27 thoughts on “Alfred Hitchcock presenta: LOS TRES INVESTIGADORES

  • Saludos
    Menudos recuerdos me traen estas novelas. Te hacían soñar. ¿A que te imaginabas a tí mismo de jarana con ellos?
    Hoy nos pueden parecer las tramas muy ingenuas pero ¿qué le vamos a hacer?
    Si en un castillo se hablara de fantasmas eso garantizaría una invasión del mismo en lugar de alejar a curiosos. Seguro que el Penumbra de turno llevaría a las agencias de inmediato.
    Yo me he leido las 43 primeras y 2 de las de “Los Tres Investigadores necesitan tu ayuda”. Modestia aparte sólo era necesario emplear la lógica y los recuerdos. Si a Pete le ponía nervioso algo era la buena pista y cosas así.
    Tengo la impresión de que disfrutaste con ellas lo indecible, de lo contrario ni recordarias tantos detalles ni gastarias energías en redactar estas líneas.
    Discrepo contigo en la valoración de una que consideras de las peores. No entraré en ello. Para qué, esta es tu página y tus gustos los respeto. Pero recuerda que siempre habrá alguien que aprecie lo que tu machacas.
    No te tomes esto a mal. Cualquiera que redacte una ficha así cuenta con mi total simpatía, aunque no esté de acuerdo con ciertas cosas que has dicho en otras.
    Un abrazo

  • Buenas noches.
    Ya ves, soy un trasnochador al que le apetece añadir algo a un artículo que le ha emocionado.
    Mi nostalgia se dispara ante estos libros. Lo primero que compré con dinero ganado por mí (sin estar afiliado aún a la Seguridad Social, naturalmente) fue “Misterio de la casa que se encogía”. Ciertamente el diseño de la portada no tenía nada que ver con la trama, pero era de lo más emocionante.
    De las 43 novelas originales conservo en casa una buena cantidad y el resto fueron de biblioteca pública.
    Cuando las lees en los últimos años de la EGB, aunque ya conozcas a Agatha Christhie, Conan Doyle e incluso Allan Poe, te llegan hasta lo más profundo y en algún rincón dejan un poso. Al menos en mi caso.
    Y fuimos afortunados los de nuestra generación. Ibas a la sección correspondiente del Pryca y veías los títulos alineados, al igual que los de Los Cinco de Enid Blyton, Resuelve el Misterio, Elige tu propia aventura, La máquina del tiempo. Hoy no se encuentra en Carrefour ni a Uderzo o Hergé, te toca ir a la FNAC.
    No se los demás pero para mí siempre fue un placer releer la explicación final de todo el tinglado. Qué truco se empleaba para lograr ver al fantasma, por qué se había escapado el gorila de su jaula o qué pintaba un pájaro en todo el meollo.
    Los argumentos nunca me parecieron reiterativos aunque muchos elementos se repitieran por sistema.
    Con todo creo que eran más originales argumentalmente que las de Los Cinco. En mi opinión Enyd escribió 21 veces la misma novela.
    Con todo qué emoción recordarlas. Me cuesta decir lo anterior, ya que Dick y Anne por sí mismos hacen que cuando veo algún britano no intente vengar en su cabeza el saqueo de Badajoz o las andanzas de Dracke.
    Pero volviendo al tema. Celebro que alguien las recuerde y dé la oportunidad de añadir nuestras propias paridas.

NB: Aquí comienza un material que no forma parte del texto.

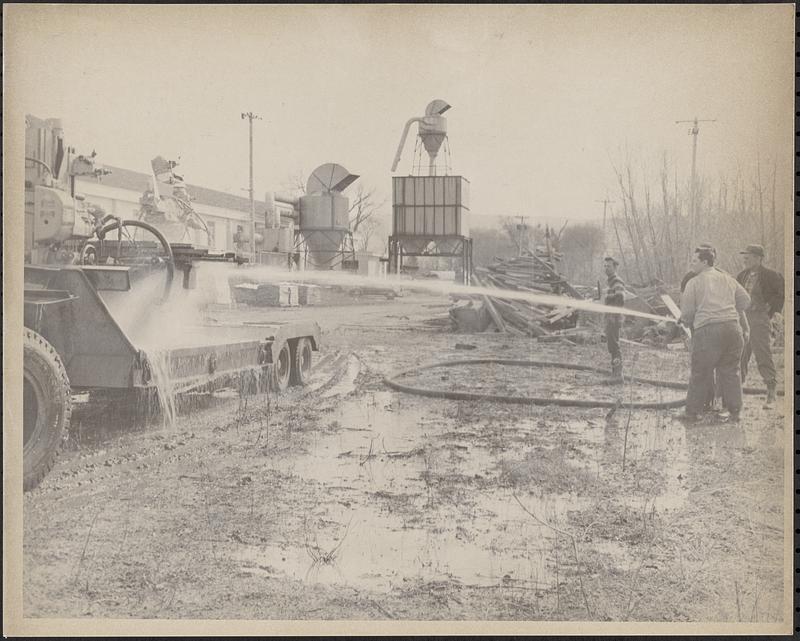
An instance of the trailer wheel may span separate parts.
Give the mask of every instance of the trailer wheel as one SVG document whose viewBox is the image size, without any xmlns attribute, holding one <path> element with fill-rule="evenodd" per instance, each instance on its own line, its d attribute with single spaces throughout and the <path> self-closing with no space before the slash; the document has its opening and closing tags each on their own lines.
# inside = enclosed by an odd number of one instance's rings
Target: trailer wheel
<svg viewBox="0 0 800 641">
<path fill-rule="evenodd" d="M 311 341 L 298 338 L 292 344 L 292 385 L 305 385 L 311 376 Z"/>
<path fill-rule="evenodd" d="M 22 485 L 30 490 L 50 471 L 61 449 L 72 395 L 67 372 L 50 343 L 26 329 L 23 348 Z"/>
<path fill-rule="evenodd" d="M 275 353 L 272 360 L 272 389 L 284 392 L 289 387 L 289 378 L 292 372 L 292 354 L 289 343 L 284 343 Z"/>
</svg>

  • Es que donde vamos a parar.. mucho mejores que los 5, o los 6 o los 7 y la abuela. Yo como gordito, ejem, inteligente tenía como heroe a Jupiter. Muy bueno el detalle de las entradas a la caravana del patio salvaje. Ni me acordaba…

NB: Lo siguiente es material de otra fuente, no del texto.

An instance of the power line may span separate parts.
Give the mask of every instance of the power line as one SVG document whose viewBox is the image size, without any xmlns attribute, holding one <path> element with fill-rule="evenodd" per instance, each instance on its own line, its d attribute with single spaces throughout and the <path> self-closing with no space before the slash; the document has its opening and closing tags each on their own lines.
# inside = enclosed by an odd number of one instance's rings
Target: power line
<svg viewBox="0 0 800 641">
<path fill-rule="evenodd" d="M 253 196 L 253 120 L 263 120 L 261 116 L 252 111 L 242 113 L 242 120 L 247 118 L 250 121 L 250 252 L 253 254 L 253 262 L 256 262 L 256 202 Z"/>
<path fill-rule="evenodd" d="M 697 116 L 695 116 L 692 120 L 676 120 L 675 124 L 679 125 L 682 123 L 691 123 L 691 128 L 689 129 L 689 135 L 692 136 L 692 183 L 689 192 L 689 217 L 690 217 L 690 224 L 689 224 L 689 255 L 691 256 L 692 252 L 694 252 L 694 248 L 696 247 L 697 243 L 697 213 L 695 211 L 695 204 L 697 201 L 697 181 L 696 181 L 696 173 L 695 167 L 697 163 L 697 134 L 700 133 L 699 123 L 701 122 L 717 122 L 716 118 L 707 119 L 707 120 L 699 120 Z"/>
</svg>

  • Snif, qué recuerdos. De pequeño me encantaban estos libros, seguro que si me leyera alguno ahora me echaría a reir.
    Sólo te ha faltado hablar de Skinny Norris, buen resumen por cierto.

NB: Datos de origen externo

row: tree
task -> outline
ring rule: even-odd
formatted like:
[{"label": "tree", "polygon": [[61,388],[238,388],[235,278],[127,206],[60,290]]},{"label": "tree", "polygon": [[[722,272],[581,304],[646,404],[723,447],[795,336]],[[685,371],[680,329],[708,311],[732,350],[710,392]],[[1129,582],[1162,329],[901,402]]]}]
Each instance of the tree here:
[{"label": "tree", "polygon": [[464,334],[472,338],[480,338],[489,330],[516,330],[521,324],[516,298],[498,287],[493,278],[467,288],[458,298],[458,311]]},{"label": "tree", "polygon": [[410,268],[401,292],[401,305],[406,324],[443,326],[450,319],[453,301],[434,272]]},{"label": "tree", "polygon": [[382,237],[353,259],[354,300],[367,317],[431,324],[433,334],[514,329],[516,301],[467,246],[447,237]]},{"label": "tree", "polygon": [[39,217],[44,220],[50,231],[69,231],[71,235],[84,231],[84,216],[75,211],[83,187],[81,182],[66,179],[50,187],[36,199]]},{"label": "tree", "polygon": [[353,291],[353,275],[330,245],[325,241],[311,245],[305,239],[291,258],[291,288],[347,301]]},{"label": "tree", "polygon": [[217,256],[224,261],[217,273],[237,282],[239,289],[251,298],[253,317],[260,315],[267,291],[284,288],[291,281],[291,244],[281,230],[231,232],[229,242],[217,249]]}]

  • A mi me traen muchos, pero que muchos recuerdos…Por cierto, se pueden comprar estos libros??..sabeis de alguna libreria que los tenga?
    Grache

  • Qué va, como no los encuentres de saldo en algún sitio de libros viejos… Ya he mirado yo en el Rastro incluso, y nada. Y es una pena, porque me gustaría completar la colección.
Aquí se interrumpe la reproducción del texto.